Ok, so I went to get my HSG yesterday. More like tried to get it done. I was supposedly still in my "cycle" and the Dr. acted suprised. Because most normal women finish on day 5. You do the test between day 6-12, I was scheduled for day 7. Well, news flash Dr. I am coming to you because I am not normal. ;P So I wasted more of my lovely "vacation" time at yet another Dr. appt. I was told if he tried to do the HSG that is would push the flow upward and cause my mild Endometriosis to go to severe, it can also flush everything into my abdomen as well. Once you go to severe you can't go back. So back on birth control I go for another two months and then schedule my procedure for day 7 during the start of the new pack. I should have named this blog site "My life in Stirups" instead of Fuller Follies. Also another fun thing I wasn't told was that it may or may not cause Labor like pains, so it would be better if I had someone drive me just in case and to take (4) 200 mg Ibprophen before I go. So I had to basically reschedule it for 35 days out from now.

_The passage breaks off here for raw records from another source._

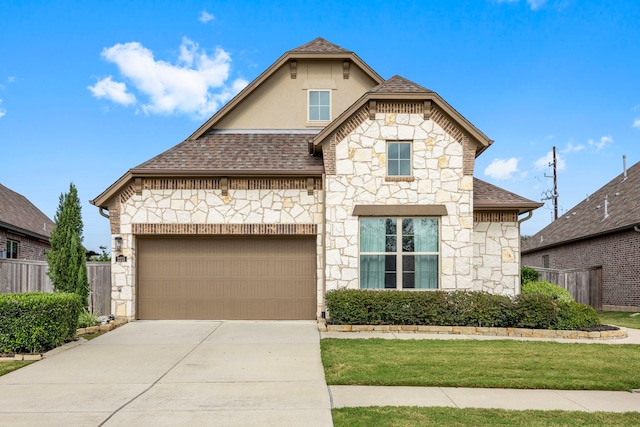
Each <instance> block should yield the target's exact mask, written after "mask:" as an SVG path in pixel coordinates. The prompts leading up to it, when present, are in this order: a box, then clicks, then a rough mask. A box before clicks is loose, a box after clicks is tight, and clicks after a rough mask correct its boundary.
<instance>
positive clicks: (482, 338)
mask: <svg viewBox="0 0 640 427" xmlns="http://www.w3.org/2000/svg"><path fill="white" fill-rule="evenodd" d="M627 333H628V337H627V338H624V339H616V340H574V339H558V338H549V339H543V338H513V337H499V336H484V335H448V334H420V333H390V332H322V333H321V335H322V338H339V339H358V338H360V339H362V338H364V339H366V338H380V339H400V340H415V339H420V340H424V339H430V340H460V339H466V340H503V339H511V340H520V341H542V340H544V341H555V342H565V343H581V344H585V345H589V344H611V345H616V344H619V345H623V344H640V330H638V329H628V330H627ZM612 363H615V362H614V361H612ZM329 392H330V394H331V407H332V408H343V407H352V406H447V407H456V408H496V409H514V410H526V409H539V410H565V411H586V412H597V411H607V412H636V411H640V393H629V392H620V391H581V390H515V389H478V388H453V387H375V386H329Z"/></svg>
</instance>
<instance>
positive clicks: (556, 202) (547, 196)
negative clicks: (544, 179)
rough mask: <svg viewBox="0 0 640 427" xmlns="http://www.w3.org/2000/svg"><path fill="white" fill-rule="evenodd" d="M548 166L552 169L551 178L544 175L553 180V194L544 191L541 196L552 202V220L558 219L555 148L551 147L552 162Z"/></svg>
mask: <svg viewBox="0 0 640 427" xmlns="http://www.w3.org/2000/svg"><path fill="white" fill-rule="evenodd" d="M549 166H552V167H553V176H552V177H551V176H549V175H547V174H544V176H545V177H546V178H553V193H551V194H549V191H548V190H547V191H545V192H544V193H543V195H544V196H545V197H543V198H542V200H553V220H554V221H555V220H556V219H558V159H557V157H556V147H555V146H554V147H553V161H552V162H551V163H549Z"/></svg>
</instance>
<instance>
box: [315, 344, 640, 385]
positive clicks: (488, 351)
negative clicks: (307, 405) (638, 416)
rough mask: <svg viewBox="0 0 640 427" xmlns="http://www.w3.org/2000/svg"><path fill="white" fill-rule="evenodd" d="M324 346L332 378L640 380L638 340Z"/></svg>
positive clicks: (541, 382)
mask: <svg viewBox="0 0 640 427" xmlns="http://www.w3.org/2000/svg"><path fill="white" fill-rule="evenodd" d="M320 346H321V349H322V363H323V365H324V368H325V376H326V380H327V384H329V385H376V386H428V387H487V388H519V389H557V390H614V391H629V390H631V389H637V388H640V357H638V354H640V345H615V346H614V345H606V344H565V343H555V342H530V341H511V340H504V341H476V340H455V341H440V340H407V341H404V340H402V341H401V340H383V339H368V340H364V339H349V340H341V339H331V338H325V339H323V340H321V342H320Z"/></svg>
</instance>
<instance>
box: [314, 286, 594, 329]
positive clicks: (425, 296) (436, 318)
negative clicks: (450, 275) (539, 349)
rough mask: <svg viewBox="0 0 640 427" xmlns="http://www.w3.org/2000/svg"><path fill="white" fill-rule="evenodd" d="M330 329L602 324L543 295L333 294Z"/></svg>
mask: <svg viewBox="0 0 640 427" xmlns="http://www.w3.org/2000/svg"><path fill="white" fill-rule="evenodd" d="M326 301H327V309H328V314H329V320H328V321H329V323H332V324H335V325H431V326H485V327H487V326H490V327H507V328H508V327H517V328H532V329H566V330H573V329H580V328H588V327H591V326H597V325H599V324H600V321H599V319H598V315H597V313H596V312H595V310H594V309H593V308H592V307H590V306H585V305H582V304H578V303H576V302H573V301H570V302H565V301H558V300H555V299H554V298H552V297H549V296H547V295H542V294H521V295H518V296H517V297H515V298H511V297H508V296H504V295H494V294H489V293H487V292H472V291H454V292H446V291H429V292H403V291H372V290H363V289H346V290H334V291H329V292H327V296H326Z"/></svg>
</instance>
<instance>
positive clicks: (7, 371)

For those who aren't sure what an HSG is, it is also called a A hysterosalpingogram is an X-ray of the uterus and fallopian tubes which allows visualization of the inside of the uterus and tubes. The picture will reveal any abnormalities of the uterus as well as tubal problems such as blockage and dilation (hydrosalpinx). If the tubes are not blocked by scar tissue or adhesions, the dye will flow into the abdominal cavity. This is a good sign but it does not guarantee that the tubes will function normally. It does give a rough estimate of the quality of the tubal structure and the status of the tubal lining. Some cases where the tubes appear to be blocked where they join the uterus, may in fact be normal. Often blockage at this location may be due to spasm of the opening from the uterus into the tube or from accumulated debris and mucus blocking the opening. This can be managed by passing a very thin catheter into the fallopian tube either at the time of hysterosalpingogram or during a hysteroscopic procedure.

Sometime if there is a blockage, during the procedure, the dye can force the tube open again.